CA is adding to is wide-ranging Mainframe 2.0 initiative with new software designed to ease compliance management.
CA Compliance Manager for z/OS, announced May 20, is designed to enable mainframe administrators to automate policy-based management of compliance and security events anywhere within the platform, a task that is increasingly important as the number of workloads getting put on the mainframe continues to grow and the number of mainframe engineers shrink.
The new offering comes two weeks after CA unveiled the first deliverables in its Mainframe 2.0 initiative, from upgrades to 143 management applications to strategies for bringing more-and younger-IT professionals to the platform.
In the current environment, changes that are made are kept track of manually, if at all, David Hodgson, senior vice president of CA’s Mainframe Business Unit, said in an interview. Many times the changes go unnoticed-unless they have a significant impact on operations-and auditors tend to have more experience with distributed computing environments than with mainframes.
“That’s the story today,” Hodgson said. “[Tracking a change is] very labor-intensive [and] very difficult to research, and that’s even if you ever know about it.”
Auditors, many times, do know now what questions to ask to get the information from the mainframe, he said.
CA’s new offering is designed to automate that process based on policies. It offers real-time monitoring and alerting, as well as historical reports. Such capabilities are important given not only the increasing mainframe workloads and shrinking mainframe work force, but also the rise of regulations such as Sarbanes Oxley and HIPAA (Health Insurance Portability and Accountability Act).
CA Compliance Manager can detect and record changes that impact security policy, and then are compared with company-defined security policies to ensure compliance. Though many such changes can go undetected today, CA’s offering enables mainframe administrators to keep track of the smallest changes, according to CA officials.

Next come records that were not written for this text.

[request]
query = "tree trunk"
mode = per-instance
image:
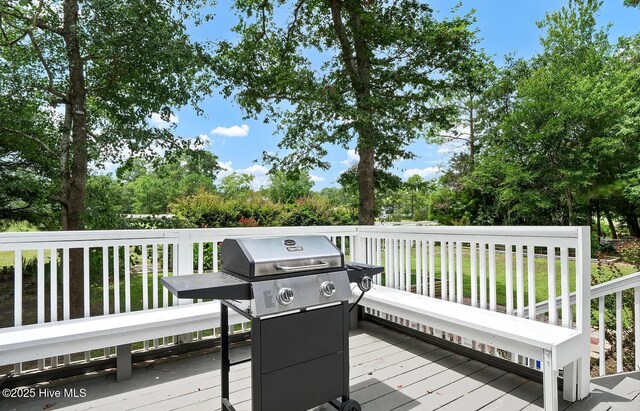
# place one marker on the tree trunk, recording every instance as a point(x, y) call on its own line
point(77, 178)
point(570, 206)
point(366, 185)
point(472, 136)
point(598, 223)
point(634, 228)
point(614, 235)
point(356, 55)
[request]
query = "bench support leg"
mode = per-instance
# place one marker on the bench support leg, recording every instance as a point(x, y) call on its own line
point(123, 362)
point(569, 374)
point(549, 383)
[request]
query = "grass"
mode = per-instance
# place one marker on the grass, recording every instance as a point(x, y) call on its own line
point(541, 284)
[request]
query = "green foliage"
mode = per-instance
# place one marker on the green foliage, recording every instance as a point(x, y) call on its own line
point(210, 210)
point(74, 93)
point(104, 205)
point(630, 252)
point(151, 188)
point(288, 187)
point(379, 73)
point(236, 185)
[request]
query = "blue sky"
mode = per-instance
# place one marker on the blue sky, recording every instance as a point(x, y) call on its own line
point(505, 26)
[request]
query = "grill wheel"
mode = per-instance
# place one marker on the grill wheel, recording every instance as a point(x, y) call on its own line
point(350, 405)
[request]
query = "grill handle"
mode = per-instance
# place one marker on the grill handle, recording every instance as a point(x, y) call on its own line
point(322, 264)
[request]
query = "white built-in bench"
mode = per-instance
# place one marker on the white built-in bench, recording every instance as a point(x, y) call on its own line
point(555, 346)
point(37, 341)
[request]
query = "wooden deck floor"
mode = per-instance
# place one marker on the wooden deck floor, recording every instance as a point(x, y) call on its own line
point(389, 371)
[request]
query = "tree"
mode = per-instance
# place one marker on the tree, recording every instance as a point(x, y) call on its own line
point(555, 149)
point(376, 71)
point(104, 68)
point(469, 121)
point(236, 185)
point(286, 188)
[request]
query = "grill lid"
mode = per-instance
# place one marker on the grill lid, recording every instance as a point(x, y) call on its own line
point(256, 257)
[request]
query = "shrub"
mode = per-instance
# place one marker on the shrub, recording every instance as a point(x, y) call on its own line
point(630, 252)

The audit trail created by CA Compliance Manager is kept on the mainframe, giving auditors a simple way of keeping track of changes that are made.
“What all this leads up to is more streamlined compliance … reduced risk factors, and enhanced operational activities and efficiencies,” said Kirk Willis, vice president of CA’s Mainframe Business Unit.
CA officials say their aggressive Mainframe 2.0 strategy is fueled by the current resurgence in mainframe adoption. They estimated that the number of MIPS-the measure used to gauge mainframe growth-has quadrupled to 14 million over the past eight years, when many thought the platform was dying out, and that trend will continue.
Mainframe leader IBM continues to put a lot of effort into making the mainframe a destination for a wide range of workloads and for younger IT programmers, and Unisys continues to enhance its mainframe business.
CA is focusing much of its efforts into making mainframe management easier and less complex, which will make it more attractive to businesses and IT professionals.
“We believe the mainframe is really becoming a much more desirable platform,” Hodgson said.
Along with Compliance Manager, CA also is updating its ACF2 and CA Top Secret mainframe management offerings, which both work with Compliance Manager.